Marketers seek adaptability in a fragmented post-cookie landscape

Marketers are increasingly hemmed in by the rising tide of privacy laws around the world, as well as multinational corporations’ preference for a tighter grip on the technology they use, forcing them to seek flexibility.

The signals that marketers have traditionally used to target online audiences and track the effectiveness of these activities are in decline, as evidenced by the removal of third-party cookies in the Google Chrome browser and the decline in Apple’s IDFAs on iOS.

After such loss of signalan abundance of replacements have flooded the market for some technology labels, such as “data management platforms”, losing the favor of some, given the perception that they are associated with third-party data.

Meanwhile, overlapping technologies are vying with more than a third of all marketers who piloted new technologies last year for this reason, according to a Gartner survey. Additionally, the same survey described the average respondent as allocating a quarter of all of their marketing spend to these technologies last year. Further still, disagreements remain as to what actually constitutes austerity technologies, think “customer data platforms” Or “data clean rooms.”

For example, the IAB Tech Lab only recently released a series of technical standards on data cleanroom technologies for public comment – see more here – with the trade body hoping its latest move will foster interoperability among current vendors pushing their wares to market. Many hope this will prevent a scenario in which a new product category is dominated by Big Tech players in the industry, such as Alphabet and Amazon.

It’s a scenario that challenges marketers, let alone publishers, because the skills required to operate these public services, let alone the legal basis they have to use all available technologies, are not always readily available.

Anthony Katsur, CEO of IAB Tech Lab, recently told Digiday that the current paradigm presents marketers with a “conceptually complicated challenge,” especially when looking to ensure consumer consent is respected throughout. their supply chain.

“There are more vendors than ever before that you would have to connect with,” he commented, adding that the contemporary marketing stack requires a “portfolio approach.”

Katsur added, “Things like your CDP has to connect with no less than half a dozen providers and then you have to make sure your supply side platform has integration with your demand side platform and your server advertising, on the other hand. coast.”

In addition to this, more centralized technologies such as CRM systems, DMPs and data clean rooms (regardless of industry Ultimately agrees that they are) must also be considered.

It was by watching the current momentum unfold over the past three years that MadTech Advisors CEO Bob Walczak designed and launched his MadTech Connect. An offering of its consultancy claims can help companies laden with otherwise unsightly tech stacks integrate across platforms.

“Until now, most connections between platforms and audience enrichment, attribution and targeting, etc., were all cookie-based,” he explained, adding that cookie erosion now requires direct platform integrations.

In theory, this sounds simple, but several sources within brand-side marketing departments have explained the complications with Digiday, especially as many seek to further integrate their online marketing activities in-house.

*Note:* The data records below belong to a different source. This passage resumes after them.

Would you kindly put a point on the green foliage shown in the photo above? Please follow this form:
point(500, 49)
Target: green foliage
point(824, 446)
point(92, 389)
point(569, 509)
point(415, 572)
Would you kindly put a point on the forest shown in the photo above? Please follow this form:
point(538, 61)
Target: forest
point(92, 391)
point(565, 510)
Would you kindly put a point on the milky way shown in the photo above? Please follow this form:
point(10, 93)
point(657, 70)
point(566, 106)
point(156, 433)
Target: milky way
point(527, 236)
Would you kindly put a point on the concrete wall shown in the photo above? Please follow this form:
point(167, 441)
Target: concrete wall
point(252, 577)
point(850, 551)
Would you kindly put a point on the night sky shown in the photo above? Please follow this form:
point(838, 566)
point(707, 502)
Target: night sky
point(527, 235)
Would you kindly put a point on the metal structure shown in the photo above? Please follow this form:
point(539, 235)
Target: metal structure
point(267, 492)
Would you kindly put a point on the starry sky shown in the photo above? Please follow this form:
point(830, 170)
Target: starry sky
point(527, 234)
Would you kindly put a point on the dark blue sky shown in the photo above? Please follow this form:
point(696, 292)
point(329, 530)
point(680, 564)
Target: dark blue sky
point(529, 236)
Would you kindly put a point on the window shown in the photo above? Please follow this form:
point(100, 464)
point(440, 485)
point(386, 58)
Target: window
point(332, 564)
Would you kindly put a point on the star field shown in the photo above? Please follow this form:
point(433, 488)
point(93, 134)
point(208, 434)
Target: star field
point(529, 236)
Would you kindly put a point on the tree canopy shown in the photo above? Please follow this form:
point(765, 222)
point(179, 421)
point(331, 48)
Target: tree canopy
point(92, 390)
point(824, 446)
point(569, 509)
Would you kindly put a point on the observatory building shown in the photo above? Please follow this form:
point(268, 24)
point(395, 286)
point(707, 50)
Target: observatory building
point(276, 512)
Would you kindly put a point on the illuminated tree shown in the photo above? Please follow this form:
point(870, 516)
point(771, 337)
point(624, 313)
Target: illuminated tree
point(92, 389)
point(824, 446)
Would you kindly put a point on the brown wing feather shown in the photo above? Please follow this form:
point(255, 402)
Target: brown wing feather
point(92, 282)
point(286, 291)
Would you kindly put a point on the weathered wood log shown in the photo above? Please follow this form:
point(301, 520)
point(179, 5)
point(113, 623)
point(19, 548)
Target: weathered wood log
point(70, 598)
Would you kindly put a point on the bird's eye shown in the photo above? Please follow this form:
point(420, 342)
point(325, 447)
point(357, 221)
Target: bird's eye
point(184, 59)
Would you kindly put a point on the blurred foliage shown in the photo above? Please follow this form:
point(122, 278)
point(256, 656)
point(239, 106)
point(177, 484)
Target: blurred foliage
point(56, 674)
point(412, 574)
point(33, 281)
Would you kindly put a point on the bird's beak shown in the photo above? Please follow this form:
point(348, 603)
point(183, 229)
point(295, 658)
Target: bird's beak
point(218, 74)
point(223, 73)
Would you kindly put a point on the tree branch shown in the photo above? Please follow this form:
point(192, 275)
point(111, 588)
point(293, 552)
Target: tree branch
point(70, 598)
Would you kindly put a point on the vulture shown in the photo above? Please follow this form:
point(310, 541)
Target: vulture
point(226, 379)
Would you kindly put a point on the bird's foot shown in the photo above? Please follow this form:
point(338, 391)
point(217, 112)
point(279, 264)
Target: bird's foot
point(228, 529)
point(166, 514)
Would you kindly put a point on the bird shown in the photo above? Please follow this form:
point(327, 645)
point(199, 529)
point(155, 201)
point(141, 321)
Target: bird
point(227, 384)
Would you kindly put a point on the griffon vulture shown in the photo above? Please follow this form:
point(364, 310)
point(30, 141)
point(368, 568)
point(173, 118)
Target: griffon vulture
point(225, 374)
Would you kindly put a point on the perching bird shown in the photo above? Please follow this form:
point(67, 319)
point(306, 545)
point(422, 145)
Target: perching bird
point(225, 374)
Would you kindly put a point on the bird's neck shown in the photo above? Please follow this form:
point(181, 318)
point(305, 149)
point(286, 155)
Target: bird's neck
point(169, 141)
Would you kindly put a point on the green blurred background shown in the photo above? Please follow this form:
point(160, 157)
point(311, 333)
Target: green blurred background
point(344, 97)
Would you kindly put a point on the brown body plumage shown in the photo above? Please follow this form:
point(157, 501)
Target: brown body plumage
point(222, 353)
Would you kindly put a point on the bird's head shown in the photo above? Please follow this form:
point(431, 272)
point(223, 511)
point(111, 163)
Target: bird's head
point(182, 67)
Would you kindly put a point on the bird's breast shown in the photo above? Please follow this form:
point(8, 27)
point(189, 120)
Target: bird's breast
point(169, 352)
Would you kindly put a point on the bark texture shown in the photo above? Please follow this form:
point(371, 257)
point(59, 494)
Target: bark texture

Separate marketing sources, all of whom requested anonymity given their employers’ public relations policies, noted how privacy requirements such as GDPR meant their legal teams imposed a more buttoned-up approach that often requires such direct integrations between platforms.

“Because you need to ensure that public consent is respected with the company you are integrating with, it can become more difficult and you need to restrict the number of companies you work with,” a source added. a multinational brand. incumbent. “That means you have to take on more work yourself, and you don’t always have the skills to perform [and] it can really delay progress.

MadTech’s Walczak further explained some of the complexities involved, which end up causing headaches for marketing teams, especially since today’s medium requires API integrations, a prospect that fills the hearts of many marketers. marketing.

“A lot of this is happening on top of their current infrastructure, and instead of being able to transfer data through cookies, what’s happening is that first-party data has to connect directly from a platform to another, which means you have to have integrations,” Walcazk added. “We were spending time doing platform integration work and connecting these systems for clients rather than strategizing and seeing what they were going to produce.”

MadTech Connect’s intention is to act as a “universal connector” between different platforms according to Walczak – who was previously the general manager of BidSwitch, a technology layer that essentially performs similar facilitation between buy-side and sell-side ad technologies.

“The idea came up that instead of having to build a connector over and over again to connect two platforms,” ​​he added, “we basically build a connector…and then connect their systems by failover “.

In an emailed statement, Liz Salway, a media manager with experience working with the online marketing teams of multinational corporations, explained that many international marketing teams are moving from “monolithic technology stacks to ecosystems cross-platform”.

This is often governed by local necessities – for example, the legal requirements of a market may practically mean that it is best to use a particular technology in that one geographic area.

While such an approach can be tricky, let alone cost, often making it difficult to demonstrate ROI, especially as business organizations face the challenge of building consensus on technology standards.

“There may not be much in common between two brands operating in two very different spaces – a CPG versus a luxury retailer for example – but they will both want to access from the same business solutions. company to cleanrooms, martech stacks and their data,” Salway added. “Creating a primary connection to enable this will in part help provide a much faster and cheaper way to connect the various dots in most marketing use cases.”